As people of faith, we look at the world and affirm that God made the world, but we are also very aware that the world is not the way God made it.

I consider that the sufferings of this present time are not worth comparing with the glory about to be revealed to us. For the creation waits with eager longing for the revealing of the children of God; for the creation was subjected to futility, not of its own will but by the will of the one who subjected it, in hope that the creation itself will be set free from its bondage to decay and will obtain the freedom of the glory of the children of God. We know that the whole creation has been groaning in labor pains until now; and not only the creation, but we ourselves, who have the first fruits of the Spirit, groan inwardly while we wait for adoption, the redemption of our bodies. For in hope we were saved.
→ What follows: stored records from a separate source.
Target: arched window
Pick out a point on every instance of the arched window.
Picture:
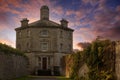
(44, 33)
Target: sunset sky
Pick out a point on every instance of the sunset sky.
(89, 18)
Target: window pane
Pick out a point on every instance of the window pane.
(44, 46)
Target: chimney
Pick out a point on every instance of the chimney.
(44, 14)
(64, 23)
(24, 22)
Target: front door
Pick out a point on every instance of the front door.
(44, 63)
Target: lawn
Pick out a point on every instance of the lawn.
(32, 77)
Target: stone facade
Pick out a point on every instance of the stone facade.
(118, 60)
(44, 42)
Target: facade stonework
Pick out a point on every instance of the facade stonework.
(44, 42)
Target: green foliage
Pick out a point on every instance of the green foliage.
(9, 50)
(99, 57)
(100, 60)
(77, 59)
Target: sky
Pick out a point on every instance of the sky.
(89, 18)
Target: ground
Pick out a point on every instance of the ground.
(43, 78)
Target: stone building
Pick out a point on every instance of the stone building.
(44, 42)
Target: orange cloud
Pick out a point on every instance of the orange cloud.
(10, 43)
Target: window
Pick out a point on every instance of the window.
(28, 33)
(44, 46)
(19, 47)
(61, 34)
(61, 46)
(39, 62)
(19, 34)
(39, 59)
(28, 45)
(44, 33)
(69, 35)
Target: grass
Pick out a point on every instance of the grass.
(32, 77)
(24, 78)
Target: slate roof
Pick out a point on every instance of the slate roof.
(43, 23)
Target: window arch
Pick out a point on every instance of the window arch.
(44, 33)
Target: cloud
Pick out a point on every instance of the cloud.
(83, 45)
(10, 43)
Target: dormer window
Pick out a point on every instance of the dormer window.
(44, 33)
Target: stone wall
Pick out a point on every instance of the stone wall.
(73, 65)
(12, 66)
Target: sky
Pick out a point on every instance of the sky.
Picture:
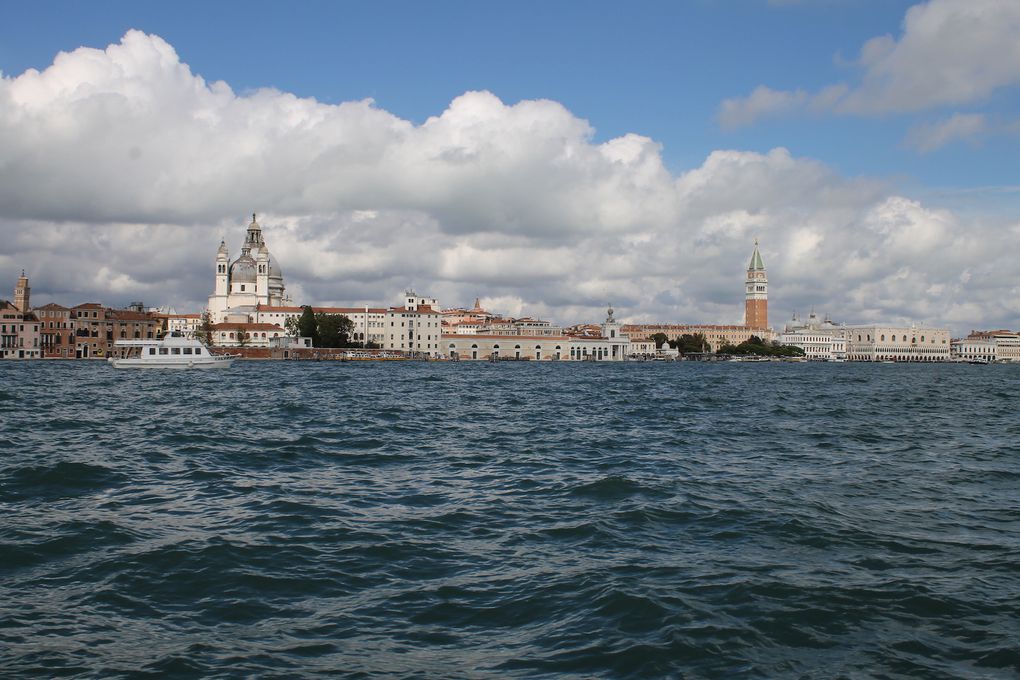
(547, 157)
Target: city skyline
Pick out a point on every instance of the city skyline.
(131, 158)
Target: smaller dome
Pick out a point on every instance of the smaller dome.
(243, 270)
(274, 270)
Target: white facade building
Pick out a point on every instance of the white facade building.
(991, 346)
(883, 343)
(611, 345)
(253, 278)
(820, 338)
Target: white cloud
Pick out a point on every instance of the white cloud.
(950, 52)
(121, 170)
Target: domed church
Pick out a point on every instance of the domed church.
(254, 278)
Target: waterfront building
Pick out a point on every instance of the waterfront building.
(715, 335)
(642, 349)
(885, 343)
(756, 293)
(415, 326)
(97, 327)
(485, 347)
(820, 338)
(56, 328)
(755, 315)
(18, 332)
(253, 278)
(998, 346)
(185, 324)
(452, 317)
(246, 334)
(369, 322)
(606, 342)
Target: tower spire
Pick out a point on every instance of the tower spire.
(756, 293)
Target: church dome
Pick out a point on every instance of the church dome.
(243, 270)
(274, 271)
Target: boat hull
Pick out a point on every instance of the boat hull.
(205, 364)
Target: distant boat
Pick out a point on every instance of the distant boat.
(172, 351)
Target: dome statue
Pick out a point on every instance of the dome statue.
(243, 270)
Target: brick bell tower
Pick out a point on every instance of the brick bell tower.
(21, 293)
(756, 293)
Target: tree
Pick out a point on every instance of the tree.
(307, 326)
(689, 344)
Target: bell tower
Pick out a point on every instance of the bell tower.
(222, 263)
(756, 293)
(21, 293)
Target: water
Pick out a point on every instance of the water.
(514, 520)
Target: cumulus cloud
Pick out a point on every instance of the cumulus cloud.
(120, 170)
(950, 52)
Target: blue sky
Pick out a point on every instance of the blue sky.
(656, 68)
(626, 150)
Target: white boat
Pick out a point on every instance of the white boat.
(172, 351)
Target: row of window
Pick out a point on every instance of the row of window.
(174, 350)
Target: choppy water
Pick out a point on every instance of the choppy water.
(516, 520)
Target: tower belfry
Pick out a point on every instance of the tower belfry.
(21, 293)
(756, 293)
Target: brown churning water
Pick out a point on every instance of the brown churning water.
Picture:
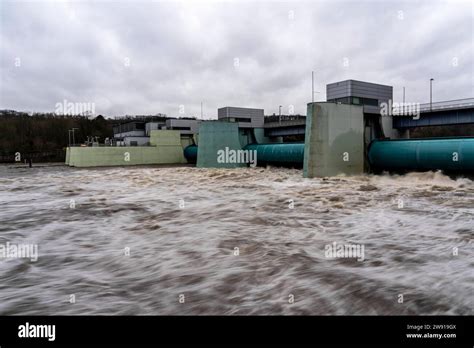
(243, 241)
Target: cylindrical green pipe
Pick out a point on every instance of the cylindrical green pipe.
(190, 153)
(447, 154)
(279, 153)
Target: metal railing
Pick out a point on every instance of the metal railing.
(449, 104)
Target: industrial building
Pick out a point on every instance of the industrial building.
(245, 117)
(347, 134)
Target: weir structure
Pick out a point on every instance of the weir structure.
(347, 134)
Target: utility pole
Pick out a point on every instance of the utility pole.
(73, 139)
(431, 93)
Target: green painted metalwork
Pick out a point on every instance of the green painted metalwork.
(283, 153)
(190, 152)
(447, 154)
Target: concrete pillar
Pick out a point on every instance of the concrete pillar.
(334, 140)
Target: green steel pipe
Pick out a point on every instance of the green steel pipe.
(278, 153)
(190, 153)
(446, 154)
Now hope that is seen is not hope. For who hopes for what is seen? But if we hope for what we do not see, we wait for it with patience. — Romans 8 NRSV

More than anything else, hope is what gets me through life. Not a wishful thinking hope, but a hope that God is up to something. An expectation the the divine future is breaking into our jacked-up present. An affirmation that God through Jesus Christ is bringing renewal and restoration.

It is not just us that groans. It’s not just those of us who have experienced hurt or loss in this world that groan. But the whole cosmos is groaning, waiting expectantly for the glorious liberty God is bringing.

God is doing some amazing things with Brian and his family right now. Amy is touching the lives of hundreds of people through this. God is bringing incredible healing to Brian. He is not yet able to speak, but he’s communicating through different forms of technology. Just the other night, I got a short text from him “Hi brian here.” He is breathing on his own. Other involuntary functions seems to be working. He is fully aware, and is fighting. Just yesterday, he took 14 or 15 steps. He’s making progress within a month that normally takes months and months for stroke victims like him to make. It’s is truly incredible.

Creation groans. We who have the first-fruits of the life-bringing Spirit groan. The groaning is the groan of new life, of child-birth. Sometimes it feels like we’re dying. The pain is great. But it is through the pain, the hurt, the anguish, the groaning, that new life comes. Not just any life, but the Spirit-breathed, resurrection life in Jesus. The best kind.